5. Check Billing Spikes (1 minute)
## Did something start burning money?
cloudwatch = boto3.client('cloudwatch')
response = cloudwatch.get_metric_statistics(
Namespace='AWS/Billing',
MetricName='EstimatedCharges',
Dimensions=[{'Name': 'Currency', 'Value': 'USD'}],
StartTime=datetime.utcnow() - timedelta(hours=24),
EndTime=datetime.utcnow(),
Period=3600, # 1 hour
Statistics=['Maximum']
)
current_cost = response['Datapoints'][-1]['Maximum']
print(f"Current estimated charges: ${current_cost:.2f}")
The Reality of AWS AI/ML Production Support
After debugging dozens of production issues, here's what I've learned:
AWS support is slow unless you pay for Business/Enterprise support. The community forums and Stack Overflow often have faster answers for common issues.

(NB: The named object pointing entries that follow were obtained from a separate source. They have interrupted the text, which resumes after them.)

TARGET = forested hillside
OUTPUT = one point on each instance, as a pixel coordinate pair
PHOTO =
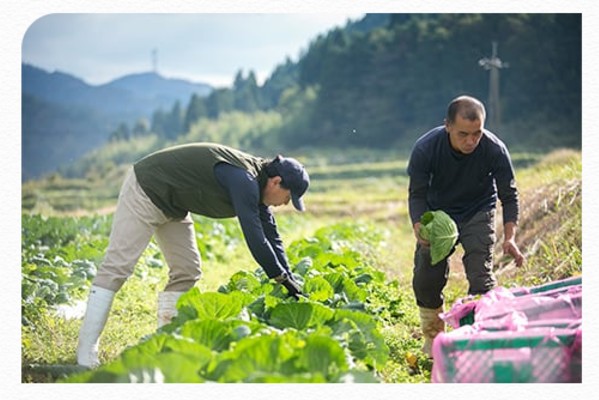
(382, 81)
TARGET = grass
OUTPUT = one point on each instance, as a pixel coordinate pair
(373, 193)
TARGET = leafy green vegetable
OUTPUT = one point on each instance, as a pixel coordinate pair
(441, 231)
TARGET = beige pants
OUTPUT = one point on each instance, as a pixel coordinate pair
(135, 220)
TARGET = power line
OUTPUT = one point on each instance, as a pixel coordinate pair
(493, 65)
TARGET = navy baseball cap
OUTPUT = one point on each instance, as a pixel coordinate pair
(293, 177)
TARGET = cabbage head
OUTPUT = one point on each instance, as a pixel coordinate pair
(441, 231)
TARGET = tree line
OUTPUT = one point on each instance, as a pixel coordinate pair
(383, 79)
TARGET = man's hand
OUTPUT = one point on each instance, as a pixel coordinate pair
(509, 243)
(292, 286)
(420, 240)
(510, 247)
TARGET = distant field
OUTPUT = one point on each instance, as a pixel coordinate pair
(370, 197)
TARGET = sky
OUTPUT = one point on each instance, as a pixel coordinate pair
(98, 50)
(207, 48)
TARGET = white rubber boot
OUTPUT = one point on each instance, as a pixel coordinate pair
(167, 307)
(96, 314)
(431, 326)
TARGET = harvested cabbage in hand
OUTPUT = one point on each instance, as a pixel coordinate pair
(441, 231)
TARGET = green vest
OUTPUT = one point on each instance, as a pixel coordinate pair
(181, 179)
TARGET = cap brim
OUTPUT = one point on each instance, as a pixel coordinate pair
(298, 203)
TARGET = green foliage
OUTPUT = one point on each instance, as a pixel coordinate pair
(441, 231)
(255, 333)
(59, 258)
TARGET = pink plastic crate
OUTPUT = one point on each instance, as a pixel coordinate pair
(519, 335)
(539, 354)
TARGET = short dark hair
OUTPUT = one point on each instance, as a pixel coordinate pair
(467, 107)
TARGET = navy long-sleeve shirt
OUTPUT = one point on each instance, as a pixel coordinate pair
(461, 184)
(256, 219)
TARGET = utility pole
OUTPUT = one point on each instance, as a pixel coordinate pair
(155, 60)
(493, 65)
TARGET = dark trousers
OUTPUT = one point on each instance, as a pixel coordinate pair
(477, 237)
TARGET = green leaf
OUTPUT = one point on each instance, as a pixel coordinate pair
(254, 356)
(318, 289)
(441, 231)
(214, 334)
(212, 305)
(323, 355)
(300, 315)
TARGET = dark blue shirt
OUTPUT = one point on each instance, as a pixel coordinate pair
(461, 184)
(256, 220)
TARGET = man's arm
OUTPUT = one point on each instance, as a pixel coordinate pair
(269, 226)
(417, 192)
(509, 243)
(508, 194)
(245, 196)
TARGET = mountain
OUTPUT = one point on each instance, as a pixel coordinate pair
(60, 108)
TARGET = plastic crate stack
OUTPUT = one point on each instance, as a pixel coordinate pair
(519, 335)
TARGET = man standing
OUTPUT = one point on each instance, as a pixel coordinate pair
(462, 169)
(157, 198)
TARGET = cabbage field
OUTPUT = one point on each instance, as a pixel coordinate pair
(352, 251)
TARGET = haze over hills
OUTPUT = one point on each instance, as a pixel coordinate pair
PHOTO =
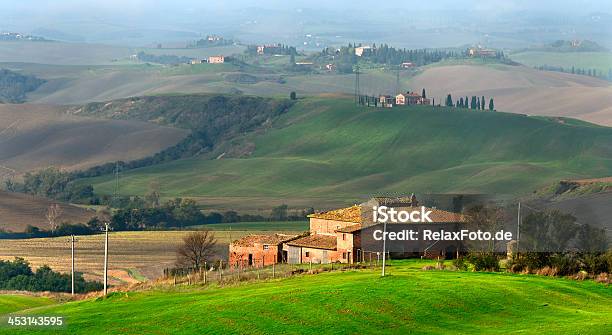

Error messages are designed to be unhelpful. Always check CloudWatch logs first. The actual error is usually buried in there somewhere.
IAM permissions cause 60% of all production issues. When in doubt, it's probably IAM. The other 40% is usually quotas or regional availability.
Spot instance interruptions will ruin your weekend if you don't handle them properly. Always use checkpointing for training jobs longer than 30 minutes.
Multi-region deployments add 10x complexity but are necessary for production reliability. Plan for things to break differently in each region.
The key to surviving AWS AI/ML in production is having good monitoring, automated rollback procedures, and the phone numbers of colleagues who've been through this shit before.
When your Bedrock endpoints are returning 500 errors during a board presentation, you don't want to be reading documentation. You want copy-paste solutions that work. That's what this guide provides - the debugging commands and fixes that actually work when production is melting down and everyone's staring at you waiting for an ETA.